Все-таки она удивительно хорошо говорит по-русски. Без акцента. Это очень удобно, повторюсь. Удобно мы тут устроились, куда ни пойди – все к твоим услугам.

Интересно, о чем говорить с ней?

– Ну и как вы тут живете? – глупо спросил я.

– Хорошо.

– Ну да. А чем занимаетесь?

– Как все. Учимся. Купаться ездим. У нас тут пляж недалеко. Поедем?

– Сейчас?

– Нет, завтра. Поедем?

– Поедем.

Можно и искупаться, почему не искупаться?

Анна поднялась с ведра. Она была выше меня на полголовы, смотрела чуть сверху. Вообще кубинки загорелые, или просто смуглые, я успел заметить, но и белые есть, немного, но попадаются. Темненькие обычные такие девицы, как у нас, ну вот как Великанова, рекордсменка Реутова по избиению тритонов, или Семихатова, чемпионка нашей школы по красоте. А вот светленькие кубинки совсем непохожи.

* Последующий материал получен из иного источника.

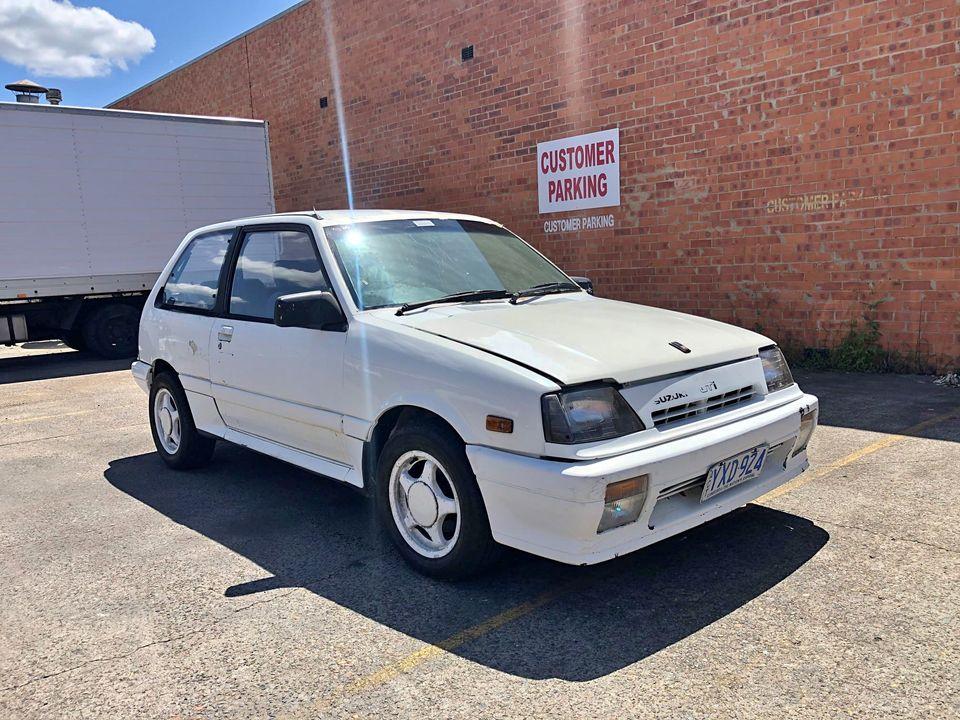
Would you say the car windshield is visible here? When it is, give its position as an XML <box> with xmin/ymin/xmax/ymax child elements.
<box><xmin>324</xmin><ymin>218</ymin><xmax>570</xmax><ymax>310</ymax></box>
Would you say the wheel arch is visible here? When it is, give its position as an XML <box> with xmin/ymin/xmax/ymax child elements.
<box><xmin>362</xmin><ymin>405</ymin><xmax>464</xmax><ymax>493</ymax></box>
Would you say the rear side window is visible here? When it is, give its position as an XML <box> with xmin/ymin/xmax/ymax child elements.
<box><xmin>230</xmin><ymin>230</ymin><xmax>330</xmax><ymax>320</ymax></box>
<box><xmin>160</xmin><ymin>230</ymin><xmax>233</xmax><ymax>310</ymax></box>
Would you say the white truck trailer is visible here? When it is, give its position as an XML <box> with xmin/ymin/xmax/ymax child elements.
<box><xmin>0</xmin><ymin>103</ymin><xmax>274</xmax><ymax>357</ymax></box>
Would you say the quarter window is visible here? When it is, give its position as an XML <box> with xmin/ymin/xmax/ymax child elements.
<box><xmin>160</xmin><ymin>230</ymin><xmax>233</xmax><ymax>311</ymax></box>
<box><xmin>230</xmin><ymin>230</ymin><xmax>330</xmax><ymax>320</ymax></box>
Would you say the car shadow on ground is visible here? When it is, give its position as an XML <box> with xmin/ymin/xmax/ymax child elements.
<box><xmin>105</xmin><ymin>443</ymin><xmax>829</xmax><ymax>681</ymax></box>
<box><xmin>0</xmin><ymin>348</ymin><xmax>133</xmax><ymax>385</ymax></box>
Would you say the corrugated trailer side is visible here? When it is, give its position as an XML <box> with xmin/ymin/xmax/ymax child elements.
<box><xmin>0</xmin><ymin>103</ymin><xmax>274</xmax><ymax>354</ymax></box>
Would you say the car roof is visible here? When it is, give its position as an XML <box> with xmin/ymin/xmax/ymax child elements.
<box><xmin>189</xmin><ymin>210</ymin><xmax>500</xmax><ymax>233</ymax></box>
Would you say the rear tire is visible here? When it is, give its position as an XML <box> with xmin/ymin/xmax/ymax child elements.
<box><xmin>150</xmin><ymin>373</ymin><xmax>217</xmax><ymax>470</ymax></box>
<box><xmin>376</xmin><ymin>422</ymin><xmax>502</xmax><ymax>580</ymax></box>
<box><xmin>82</xmin><ymin>303</ymin><xmax>140</xmax><ymax>360</ymax></box>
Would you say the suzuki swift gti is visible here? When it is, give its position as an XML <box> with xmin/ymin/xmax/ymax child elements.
<box><xmin>133</xmin><ymin>210</ymin><xmax>818</xmax><ymax>578</ymax></box>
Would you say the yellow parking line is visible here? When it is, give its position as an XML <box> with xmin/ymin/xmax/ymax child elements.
<box><xmin>3</xmin><ymin>410</ymin><xmax>93</xmax><ymax>425</ymax></box>
<box><xmin>343</xmin><ymin>578</ymin><xmax>595</xmax><ymax>695</ymax></box>
<box><xmin>753</xmin><ymin>408</ymin><xmax>960</xmax><ymax>505</ymax></box>
<box><xmin>302</xmin><ymin>408</ymin><xmax>960</xmax><ymax>710</ymax></box>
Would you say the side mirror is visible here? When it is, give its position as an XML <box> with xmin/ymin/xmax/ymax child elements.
<box><xmin>570</xmin><ymin>276</ymin><xmax>593</xmax><ymax>295</ymax></box>
<box><xmin>273</xmin><ymin>290</ymin><xmax>347</xmax><ymax>332</ymax></box>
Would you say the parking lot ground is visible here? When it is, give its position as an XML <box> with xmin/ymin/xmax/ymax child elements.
<box><xmin>0</xmin><ymin>344</ymin><xmax>960</xmax><ymax>720</ymax></box>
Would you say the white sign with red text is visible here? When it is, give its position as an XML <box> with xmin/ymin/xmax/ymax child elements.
<box><xmin>537</xmin><ymin>128</ymin><xmax>620</xmax><ymax>215</ymax></box>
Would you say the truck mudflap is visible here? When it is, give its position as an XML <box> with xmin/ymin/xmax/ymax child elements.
<box><xmin>0</xmin><ymin>314</ymin><xmax>30</xmax><ymax>345</ymax></box>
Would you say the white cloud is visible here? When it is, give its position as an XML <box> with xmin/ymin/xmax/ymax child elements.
<box><xmin>0</xmin><ymin>0</ymin><xmax>156</xmax><ymax>78</ymax></box>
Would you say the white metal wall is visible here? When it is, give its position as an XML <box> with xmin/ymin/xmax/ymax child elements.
<box><xmin>0</xmin><ymin>103</ymin><xmax>274</xmax><ymax>297</ymax></box>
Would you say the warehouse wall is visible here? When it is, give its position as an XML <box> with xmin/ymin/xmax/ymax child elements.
<box><xmin>116</xmin><ymin>0</ymin><xmax>960</xmax><ymax>368</ymax></box>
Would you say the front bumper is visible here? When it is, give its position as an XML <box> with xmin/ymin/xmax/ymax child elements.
<box><xmin>467</xmin><ymin>395</ymin><xmax>818</xmax><ymax>565</ymax></box>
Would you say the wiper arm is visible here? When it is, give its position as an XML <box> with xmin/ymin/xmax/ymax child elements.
<box><xmin>510</xmin><ymin>282</ymin><xmax>580</xmax><ymax>305</ymax></box>
<box><xmin>397</xmin><ymin>290</ymin><xmax>510</xmax><ymax>315</ymax></box>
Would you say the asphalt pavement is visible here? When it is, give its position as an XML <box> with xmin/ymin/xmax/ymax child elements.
<box><xmin>0</xmin><ymin>343</ymin><xmax>960</xmax><ymax>720</ymax></box>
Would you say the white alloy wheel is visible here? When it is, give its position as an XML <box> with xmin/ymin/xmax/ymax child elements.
<box><xmin>388</xmin><ymin>450</ymin><xmax>460</xmax><ymax>558</ymax></box>
<box><xmin>153</xmin><ymin>388</ymin><xmax>180</xmax><ymax>455</ymax></box>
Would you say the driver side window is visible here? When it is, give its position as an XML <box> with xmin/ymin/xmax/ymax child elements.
<box><xmin>230</xmin><ymin>230</ymin><xmax>330</xmax><ymax>321</ymax></box>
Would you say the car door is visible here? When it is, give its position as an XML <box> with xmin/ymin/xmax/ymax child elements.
<box><xmin>210</xmin><ymin>224</ymin><xmax>347</xmax><ymax>462</ymax></box>
<box><xmin>153</xmin><ymin>228</ymin><xmax>235</xmax><ymax>392</ymax></box>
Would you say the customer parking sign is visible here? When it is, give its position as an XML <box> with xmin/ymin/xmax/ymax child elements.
<box><xmin>537</xmin><ymin>128</ymin><xmax>620</xmax><ymax>214</ymax></box>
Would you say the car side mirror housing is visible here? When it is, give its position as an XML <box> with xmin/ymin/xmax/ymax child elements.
<box><xmin>273</xmin><ymin>290</ymin><xmax>347</xmax><ymax>332</ymax></box>
<box><xmin>570</xmin><ymin>277</ymin><xmax>593</xmax><ymax>295</ymax></box>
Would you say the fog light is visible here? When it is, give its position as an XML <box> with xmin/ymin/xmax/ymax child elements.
<box><xmin>790</xmin><ymin>410</ymin><xmax>817</xmax><ymax>457</ymax></box>
<box><xmin>597</xmin><ymin>475</ymin><xmax>649</xmax><ymax>533</ymax></box>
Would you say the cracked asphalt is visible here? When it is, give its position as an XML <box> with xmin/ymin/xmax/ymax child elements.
<box><xmin>0</xmin><ymin>343</ymin><xmax>960</xmax><ymax>720</ymax></box>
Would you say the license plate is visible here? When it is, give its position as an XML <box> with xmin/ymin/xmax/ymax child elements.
<box><xmin>700</xmin><ymin>445</ymin><xmax>767</xmax><ymax>502</ymax></box>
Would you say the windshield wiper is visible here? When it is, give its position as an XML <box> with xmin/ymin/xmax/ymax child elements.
<box><xmin>510</xmin><ymin>282</ymin><xmax>580</xmax><ymax>305</ymax></box>
<box><xmin>397</xmin><ymin>290</ymin><xmax>510</xmax><ymax>315</ymax></box>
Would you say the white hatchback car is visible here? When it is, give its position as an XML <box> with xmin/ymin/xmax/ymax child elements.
<box><xmin>133</xmin><ymin>210</ymin><xmax>818</xmax><ymax>577</ymax></box>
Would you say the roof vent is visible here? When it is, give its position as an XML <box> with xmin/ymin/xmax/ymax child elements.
<box><xmin>6</xmin><ymin>80</ymin><xmax>48</xmax><ymax>105</ymax></box>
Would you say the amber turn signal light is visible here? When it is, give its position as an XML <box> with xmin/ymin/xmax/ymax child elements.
<box><xmin>487</xmin><ymin>415</ymin><xmax>513</xmax><ymax>433</ymax></box>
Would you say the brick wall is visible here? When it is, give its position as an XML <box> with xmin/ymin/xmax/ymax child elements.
<box><xmin>117</xmin><ymin>0</ymin><xmax>960</xmax><ymax>368</ymax></box>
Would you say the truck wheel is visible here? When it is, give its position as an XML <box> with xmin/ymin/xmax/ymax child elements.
<box><xmin>376</xmin><ymin>424</ymin><xmax>501</xmax><ymax>580</ymax></box>
<box><xmin>83</xmin><ymin>303</ymin><xmax>140</xmax><ymax>359</ymax></box>
<box><xmin>150</xmin><ymin>373</ymin><xmax>217</xmax><ymax>470</ymax></box>
<box><xmin>60</xmin><ymin>330</ymin><xmax>87</xmax><ymax>352</ymax></box>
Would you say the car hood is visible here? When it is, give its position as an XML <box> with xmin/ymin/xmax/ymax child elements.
<box><xmin>390</xmin><ymin>293</ymin><xmax>772</xmax><ymax>385</ymax></box>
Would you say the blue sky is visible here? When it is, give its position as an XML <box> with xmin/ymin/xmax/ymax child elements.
<box><xmin>0</xmin><ymin>0</ymin><xmax>296</xmax><ymax>107</ymax></box>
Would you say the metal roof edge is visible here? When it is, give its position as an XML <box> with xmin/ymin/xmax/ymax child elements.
<box><xmin>0</xmin><ymin>102</ymin><xmax>266</xmax><ymax>127</ymax></box>
<box><xmin>105</xmin><ymin>0</ymin><xmax>312</xmax><ymax>109</ymax></box>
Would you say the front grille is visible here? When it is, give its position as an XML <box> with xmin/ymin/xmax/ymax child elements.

Вытянутые черты, длинные пальцы, тонкие запястья, действительно эльфятник на гастролях, нигде такого не встретишь.

– У вас тут забавно, – сказал я. – Все словно готовятся, ждут чего-то… Скоро праздник какой-то?

– Нет. Не скоро праздник.

– Странно. А вроде все готовятся.

– Готовятся?

– Ага.

Вот утренний сантехнический человек явно готовится и явно не знает что, лом или монтировка? Кувалда – выбор мастеров.

– У нас к Новому году за месяц начинают собираться, а тут такая же… атмосфера.

– Ни к чему здесь не готовятся, – Анна отвернулась. – К чему у нас можно готовиться?

– Не знаю. У нас полгода к лету готовятся, потом к зиме полгода. Все ждут чего-то, сначала Дед Мороза, потом Масленицу.

Какой-то пустой разговор. Но, с другой стороны, ничего удивительного, когда я поглядел в иллюминатор и не увидел Шотландии, я понял, что время предстоит наипустейшее.

– У нас всегда лето. Почти всегда.

– Ну да.

Непонятно, как с графинями общаться. Графини загадочны.

– Твоя мама сказала, что ты хочешь посмотреть город, – сказала Анна.

– Ну да. Вчера мы как-то… не все посмотрели.

– Да, еще много интересного.

– Площадь Революции. Далеко тут?

– Если гулять – минут сорок, – ответила Анна. – Если ехать, то десять.

– Давай лучше ехать, – сказал я. – Надо взять такси.

– Не надо такси, – Анна указала на красный мотоцикл.

Это был старинный мотоцикл без опознавательных знаков, как мне показалось, собранный из нескольких других мотоциклов. На руле висели два шлема, Анна надела один, другой протянула мне. Ей шлем очень шел, а мой оказался велик, так что пришлось выставить нижнюю челюсть, чтобы он не болтался. На мотоцикле я никогда не ездил, но оказалось, что это забавно. И приятно, в том смысле, что не жарко, ветер обдувает.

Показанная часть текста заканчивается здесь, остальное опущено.